Polri Turut Selamatkan Arah Reformasi Indonesia

  • Whatsapp
Apel di halaman Komplek Parlemen oleh Asops Kapolri Komjen Pol Syahroedin ZP (foto: istimewa)

Jakarta, beritalima.com| – Salah satu peristiwa penting yang patut diketahui oleh masyarakat Indonesia di awal era Reformasi (1998), adalah saat terjadinya Sidang Istimewa MPR pada Juli 2001. Mengapa? Karena saat itu, Presiden keempat RI, Abdurrahman Wahid atau Gus Dur, sempat mengeluarkan Dekret Presiden yang ingin membubarkan Parlemen atau DPR.

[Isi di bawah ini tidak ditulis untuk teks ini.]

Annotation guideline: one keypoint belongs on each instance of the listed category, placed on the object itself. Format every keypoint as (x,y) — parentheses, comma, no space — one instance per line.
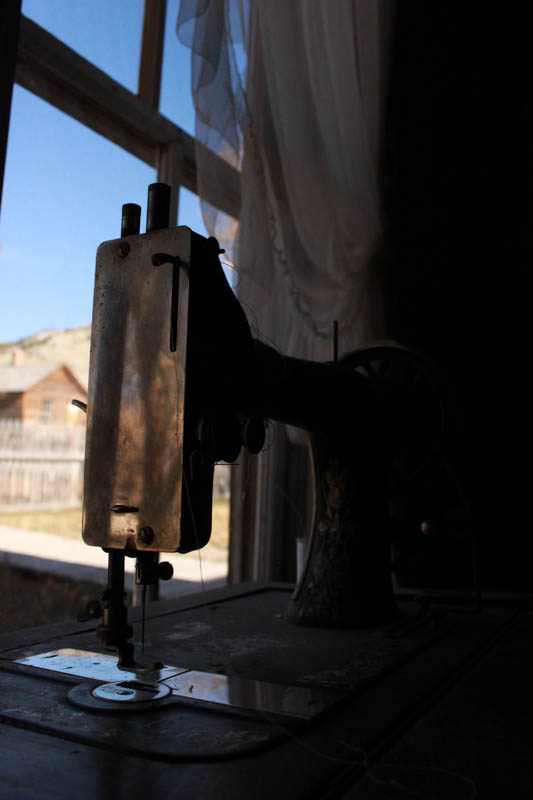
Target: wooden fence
(41,466)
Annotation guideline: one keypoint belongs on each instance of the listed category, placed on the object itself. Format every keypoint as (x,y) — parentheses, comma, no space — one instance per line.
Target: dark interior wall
(457,178)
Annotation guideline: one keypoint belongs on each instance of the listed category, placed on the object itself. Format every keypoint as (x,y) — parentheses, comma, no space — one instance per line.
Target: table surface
(430,706)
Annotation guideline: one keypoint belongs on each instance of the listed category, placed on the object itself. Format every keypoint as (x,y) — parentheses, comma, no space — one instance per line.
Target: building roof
(22,377)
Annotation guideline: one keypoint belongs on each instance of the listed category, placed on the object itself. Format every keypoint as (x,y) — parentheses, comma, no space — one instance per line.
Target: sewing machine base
(389,678)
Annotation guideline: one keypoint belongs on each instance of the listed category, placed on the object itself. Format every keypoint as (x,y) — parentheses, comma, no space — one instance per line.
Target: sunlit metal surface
(130,692)
(96,666)
(250,695)
(133,464)
(118,685)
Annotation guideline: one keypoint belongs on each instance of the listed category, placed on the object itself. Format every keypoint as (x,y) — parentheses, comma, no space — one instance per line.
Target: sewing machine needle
(143,615)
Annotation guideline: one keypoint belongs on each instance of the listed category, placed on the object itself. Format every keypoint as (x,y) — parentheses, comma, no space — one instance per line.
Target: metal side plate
(259,697)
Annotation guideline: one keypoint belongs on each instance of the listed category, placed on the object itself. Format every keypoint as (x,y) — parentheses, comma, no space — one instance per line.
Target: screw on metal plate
(147,534)
(131,692)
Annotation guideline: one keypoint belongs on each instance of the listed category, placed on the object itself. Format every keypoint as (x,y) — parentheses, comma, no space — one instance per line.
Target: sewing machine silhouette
(178,383)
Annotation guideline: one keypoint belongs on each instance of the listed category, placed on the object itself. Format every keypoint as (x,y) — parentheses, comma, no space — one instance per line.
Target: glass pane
(106,32)
(63,195)
(176,99)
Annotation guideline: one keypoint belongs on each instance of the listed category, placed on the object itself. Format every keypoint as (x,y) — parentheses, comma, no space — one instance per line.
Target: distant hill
(70,347)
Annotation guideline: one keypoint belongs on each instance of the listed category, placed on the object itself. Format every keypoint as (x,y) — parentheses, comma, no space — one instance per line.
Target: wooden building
(40,393)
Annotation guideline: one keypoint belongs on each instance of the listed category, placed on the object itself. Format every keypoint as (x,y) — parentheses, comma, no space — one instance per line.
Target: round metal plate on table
(121,696)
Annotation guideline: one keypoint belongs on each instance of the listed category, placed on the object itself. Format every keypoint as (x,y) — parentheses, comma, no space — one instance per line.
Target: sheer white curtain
(303,126)
(290,92)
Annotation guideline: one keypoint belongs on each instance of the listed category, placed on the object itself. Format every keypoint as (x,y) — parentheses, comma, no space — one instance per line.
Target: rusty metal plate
(135,415)
(96,666)
(297,702)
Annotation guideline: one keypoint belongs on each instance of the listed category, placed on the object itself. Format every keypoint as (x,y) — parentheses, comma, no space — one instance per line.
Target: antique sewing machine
(251,689)
(178,383)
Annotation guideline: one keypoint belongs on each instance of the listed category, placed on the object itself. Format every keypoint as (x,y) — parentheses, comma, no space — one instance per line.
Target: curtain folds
(290,92)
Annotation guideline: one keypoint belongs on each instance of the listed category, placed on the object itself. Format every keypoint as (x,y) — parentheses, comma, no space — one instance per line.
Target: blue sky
(64,184)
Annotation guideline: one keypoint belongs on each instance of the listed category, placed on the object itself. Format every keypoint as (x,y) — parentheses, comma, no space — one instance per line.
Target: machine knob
(165,571)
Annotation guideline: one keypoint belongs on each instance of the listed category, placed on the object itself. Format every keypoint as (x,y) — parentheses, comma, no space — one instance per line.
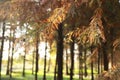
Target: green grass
(29,76)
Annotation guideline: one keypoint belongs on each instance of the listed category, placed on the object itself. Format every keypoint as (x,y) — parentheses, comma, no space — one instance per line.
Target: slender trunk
(60,51)
(105,55)
(33,63)
(85,65)
(24,60)
(13,43)
(2,46)
(80,64)
(92,73)
(72,59)
(49,65)
(67,72)
(56,66)
(9,50)
(37,55)
(99,61)
(45,61)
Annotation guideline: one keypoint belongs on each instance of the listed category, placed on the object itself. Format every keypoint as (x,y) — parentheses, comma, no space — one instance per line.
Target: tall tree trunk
(24,60)
(37,55)
(72,59)
(105,55)
(13,43)
(2,46)
(45,61)
(80,64)
(60,51)
(99,58)
(67,72)
(33,63)
(85,65)
(56,66)
(9,51)
(48,69)
(92,73)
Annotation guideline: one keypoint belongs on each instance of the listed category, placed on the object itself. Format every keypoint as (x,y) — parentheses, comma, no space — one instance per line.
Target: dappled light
(59,39)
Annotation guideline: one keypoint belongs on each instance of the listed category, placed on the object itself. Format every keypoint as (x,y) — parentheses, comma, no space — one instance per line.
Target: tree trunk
(105,55)
(92,73)
(60,51)
(80,63)
(33,63)
(13,43)
(72,59)
(2,46)
(99,57)
(67,72)
(45,61)
(9,51)
(37,55)
(85,65)
(24,60)
(48,69)
(55,70)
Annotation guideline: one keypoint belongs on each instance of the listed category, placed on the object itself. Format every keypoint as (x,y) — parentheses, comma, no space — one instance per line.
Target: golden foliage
(58,16)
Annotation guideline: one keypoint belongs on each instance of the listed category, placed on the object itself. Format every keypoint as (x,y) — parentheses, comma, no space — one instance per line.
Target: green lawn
(29,76)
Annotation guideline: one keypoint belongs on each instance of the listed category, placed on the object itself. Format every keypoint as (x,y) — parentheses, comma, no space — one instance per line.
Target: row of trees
(91,24)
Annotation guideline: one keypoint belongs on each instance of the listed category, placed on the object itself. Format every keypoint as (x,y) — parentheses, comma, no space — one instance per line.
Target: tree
(2,45)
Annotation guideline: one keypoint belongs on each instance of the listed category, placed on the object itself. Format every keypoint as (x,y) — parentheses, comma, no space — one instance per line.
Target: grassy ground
(29,76)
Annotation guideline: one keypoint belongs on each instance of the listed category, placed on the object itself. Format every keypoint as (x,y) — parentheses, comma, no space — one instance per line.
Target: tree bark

Namun karena tidak didukung oleh mayoritas anggota DPR serta Polri dan TNI, Dekret Presiden tersebut langsung digagalkan atau dicabut mandat Gus Dur sebagai Presiden Republik Indonesia melalui Sidang Istimewa MPR pada 23 Juli 2001.

Pihak yang harus bekerja ekstra keras saat sebelum dan setelah terbitnya Dekret Presiden adalah Polri dan TNI. Mengapa Polri? Inilah yang dikupas dalam buku berjudul “Menyelamatkan Reformasi: Polri Diantara Dekret Presiden dan Sidang Istimewa MPR 2001”, ditulis oleh Hesma Eryani, M. Abriyanto dan Budi Sanjaya.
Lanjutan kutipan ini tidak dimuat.